Perhaps it was anxiety? Perhaps it was relief? Villas-Boas cut the appearance of a man with plenty to get off his chest on Tuesday and most of it landed on those of us in the media. Indeed, when he finished stage one of his riposte laughter rippled around as the interpreter got to grips with the strength of the Chelsea manager's feelings.
In his defence he has had criticism so there was a measure of justification in his reaction - and if we cannot take it, we should not dish it out. He is allowed the right of reply and he ensured he took it in a very vocal, emphatic manner.
The problem for Villas-Boas is whether he has gone too early with his attack, with Premier League leaders Manchester City arriving at Stamford Bridge next Monday.
Nothing should be allowed to cast a cloud on this success, however, a win that will give him breathing space and stop the distress signals.
And while Lampard must never be written off, there was a fluidity, movement and structure about Chelsea that hinted at the first real signs of what Villas-Boas is trying to achieve. This team had a Villas-Boas stamp on it - all helped by getting his big decisions spot on.
Chelsea defended deeper, with captain John Terry immaculate and David Luiz much improved, while youngster Oriol Romeu, just 20, was so impressive in a midfield holding role. The boy from Barcelona has the desire to treat possession preciously in his genes, a lesson to the wasteful Jon Obi Mikel.
He allowed Ramires and Raul Meireles to play to their strengths while the width provided by Daniel Sturridge and the outstanding Juan Mata augmented the power of Drogba.
This meant that, while Chelsea had long periods without possession, when they did they used it to greater effect.
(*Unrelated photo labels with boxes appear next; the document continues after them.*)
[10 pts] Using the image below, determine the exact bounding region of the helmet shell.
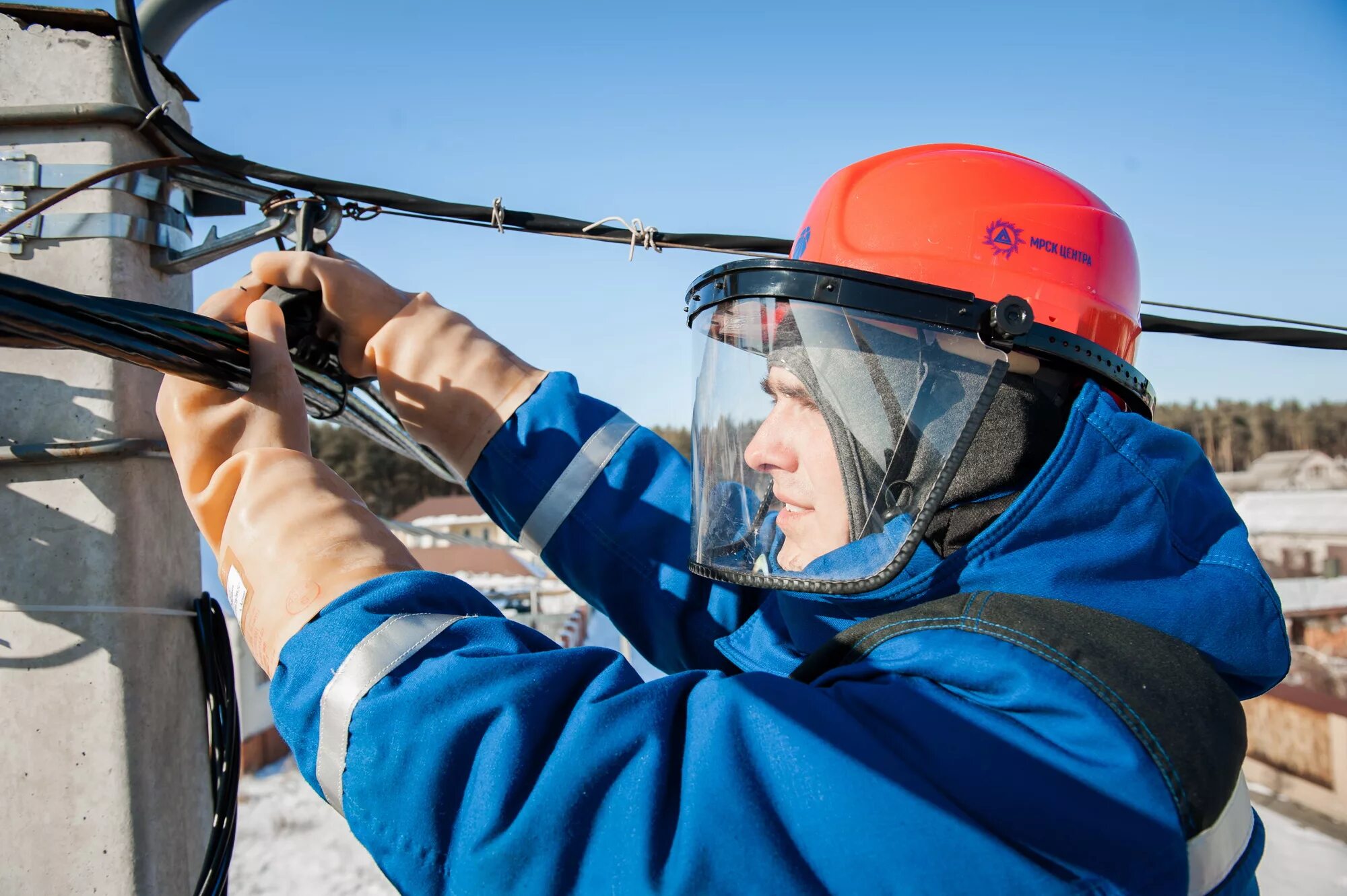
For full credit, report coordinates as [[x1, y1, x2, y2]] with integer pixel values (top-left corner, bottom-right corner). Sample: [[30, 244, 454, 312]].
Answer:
[[791, 144, 1141, 364]]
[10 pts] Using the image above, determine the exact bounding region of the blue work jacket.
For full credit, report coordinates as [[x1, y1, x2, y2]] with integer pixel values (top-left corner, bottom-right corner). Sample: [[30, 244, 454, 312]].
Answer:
[[271, 374, 1289, 893]]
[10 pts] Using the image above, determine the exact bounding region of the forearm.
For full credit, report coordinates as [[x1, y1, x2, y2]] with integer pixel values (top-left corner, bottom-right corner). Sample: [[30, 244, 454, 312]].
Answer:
[[467, 373, 758, 671]]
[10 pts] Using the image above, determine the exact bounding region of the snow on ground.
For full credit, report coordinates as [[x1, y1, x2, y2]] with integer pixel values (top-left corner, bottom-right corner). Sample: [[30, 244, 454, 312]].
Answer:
[[1257, 800, 1347, 896], [229, 757, 397, 896], [237, 759, 1347, 896]]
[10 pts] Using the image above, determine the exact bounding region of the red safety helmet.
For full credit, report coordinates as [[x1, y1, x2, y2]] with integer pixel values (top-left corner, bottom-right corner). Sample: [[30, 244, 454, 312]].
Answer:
[[791, 143, 1141, 365]]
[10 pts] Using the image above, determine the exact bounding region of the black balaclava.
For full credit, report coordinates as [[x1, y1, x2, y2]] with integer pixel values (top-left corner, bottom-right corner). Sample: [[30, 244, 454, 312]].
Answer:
[[768, 310, 1071, 557]]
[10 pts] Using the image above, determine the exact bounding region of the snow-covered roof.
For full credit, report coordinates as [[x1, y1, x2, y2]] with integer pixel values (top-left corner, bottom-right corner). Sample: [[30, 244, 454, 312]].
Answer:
[[396, 495, 486, 522], [1272, 576, 1347, 613], [1216, 449, 1347, 492], [1234, 488, 1347, 539]]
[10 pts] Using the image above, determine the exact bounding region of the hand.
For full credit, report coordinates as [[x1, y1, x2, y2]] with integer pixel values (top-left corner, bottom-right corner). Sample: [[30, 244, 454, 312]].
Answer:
[[241, 248, 415, 378], [248, 248, 547, 477], [155, 277, 419, 674]]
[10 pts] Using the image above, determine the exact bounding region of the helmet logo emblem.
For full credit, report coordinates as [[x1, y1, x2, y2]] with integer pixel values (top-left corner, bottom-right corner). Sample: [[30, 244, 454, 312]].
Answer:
[[982, 218, 1024, 259], [791, 228, 810, 261]]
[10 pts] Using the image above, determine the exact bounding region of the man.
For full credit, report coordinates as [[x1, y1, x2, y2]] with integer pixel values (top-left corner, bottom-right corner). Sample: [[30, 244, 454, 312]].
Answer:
[[159, 145, 1289, 893]]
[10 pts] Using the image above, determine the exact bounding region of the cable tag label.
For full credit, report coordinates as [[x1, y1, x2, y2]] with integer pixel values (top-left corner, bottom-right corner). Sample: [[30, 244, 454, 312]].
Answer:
[[225, 563, 248, 621]]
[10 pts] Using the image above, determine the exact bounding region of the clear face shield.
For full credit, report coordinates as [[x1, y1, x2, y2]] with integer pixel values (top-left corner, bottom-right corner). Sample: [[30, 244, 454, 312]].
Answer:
[[690, 263, 1032, 593]]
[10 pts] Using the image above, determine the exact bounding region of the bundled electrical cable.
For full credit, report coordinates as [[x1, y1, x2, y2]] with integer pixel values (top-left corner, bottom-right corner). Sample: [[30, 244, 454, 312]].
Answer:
[[193, 593, 242, 896], [0, 275, 458, 481]]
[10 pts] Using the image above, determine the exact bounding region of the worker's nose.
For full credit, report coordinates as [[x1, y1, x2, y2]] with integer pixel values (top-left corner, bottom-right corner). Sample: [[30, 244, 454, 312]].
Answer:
[[744, 409, 799, 473]]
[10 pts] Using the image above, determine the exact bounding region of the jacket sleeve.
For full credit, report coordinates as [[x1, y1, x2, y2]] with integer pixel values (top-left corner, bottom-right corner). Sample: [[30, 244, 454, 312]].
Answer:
[[467, 373, 760, 671], [271, 572, 1185, 893]]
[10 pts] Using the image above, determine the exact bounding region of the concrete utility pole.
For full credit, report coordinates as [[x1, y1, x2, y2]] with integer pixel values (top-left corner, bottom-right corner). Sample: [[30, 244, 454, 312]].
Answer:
[[0, 7, 211, 896]]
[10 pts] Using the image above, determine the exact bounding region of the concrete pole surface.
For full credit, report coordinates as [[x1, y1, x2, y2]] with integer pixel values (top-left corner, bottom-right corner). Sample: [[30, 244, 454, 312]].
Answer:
[[0, 13, 211, 896]]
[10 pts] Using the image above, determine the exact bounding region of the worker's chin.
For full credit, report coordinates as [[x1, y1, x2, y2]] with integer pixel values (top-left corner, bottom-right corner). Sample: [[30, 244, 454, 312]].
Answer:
[[776, 537, 819, 572]]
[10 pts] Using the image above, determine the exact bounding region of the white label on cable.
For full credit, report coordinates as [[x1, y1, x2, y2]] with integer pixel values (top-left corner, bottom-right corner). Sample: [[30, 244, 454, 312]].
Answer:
[[225, 566, 248, 620]]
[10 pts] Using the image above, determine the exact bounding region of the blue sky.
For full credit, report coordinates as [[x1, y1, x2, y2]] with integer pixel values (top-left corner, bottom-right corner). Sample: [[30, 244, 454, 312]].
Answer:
[[48, 0, 1347, 424]]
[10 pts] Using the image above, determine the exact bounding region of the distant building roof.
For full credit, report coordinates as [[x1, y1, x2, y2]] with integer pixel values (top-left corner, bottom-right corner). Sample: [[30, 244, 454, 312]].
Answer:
[[1234, 489, 1347, 539], [1216, 449, 1347, 493], [411, 545, 537, 577], [395, 495, 486, 522], [1272, 576, 1347, 616]]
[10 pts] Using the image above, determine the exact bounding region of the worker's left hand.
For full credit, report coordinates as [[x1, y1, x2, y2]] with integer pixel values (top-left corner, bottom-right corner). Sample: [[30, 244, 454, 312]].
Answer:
[[155, 279, 418, 674]]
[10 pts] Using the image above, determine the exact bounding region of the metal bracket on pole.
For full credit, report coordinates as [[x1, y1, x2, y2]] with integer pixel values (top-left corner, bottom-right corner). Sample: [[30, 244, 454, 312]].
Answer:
[[0, 211, 191, 256], [0, 151, 191, 256], [151, 168, 342, 273], [0, 152, 190, 214]]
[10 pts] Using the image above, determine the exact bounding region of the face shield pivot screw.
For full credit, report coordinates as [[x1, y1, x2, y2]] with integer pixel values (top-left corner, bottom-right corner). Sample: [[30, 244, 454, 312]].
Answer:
[[987, 296, 1033, 339]]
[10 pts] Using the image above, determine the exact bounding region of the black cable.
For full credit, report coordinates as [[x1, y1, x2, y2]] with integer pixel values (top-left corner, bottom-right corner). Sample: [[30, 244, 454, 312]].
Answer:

There was no mistaking what this victory meant to Villas-Boas, during or after the match. It concluded a satisfactory few days after the win at Newcastle United. He can be forgiven for revelling in the release of pressure that had built up.
He announced victory was "a slap in the face" to those who had questioned him at Chelsea. The questions may start again if they cannot make it three in a row against Manchester City - but this was a big night for Villas-Boas.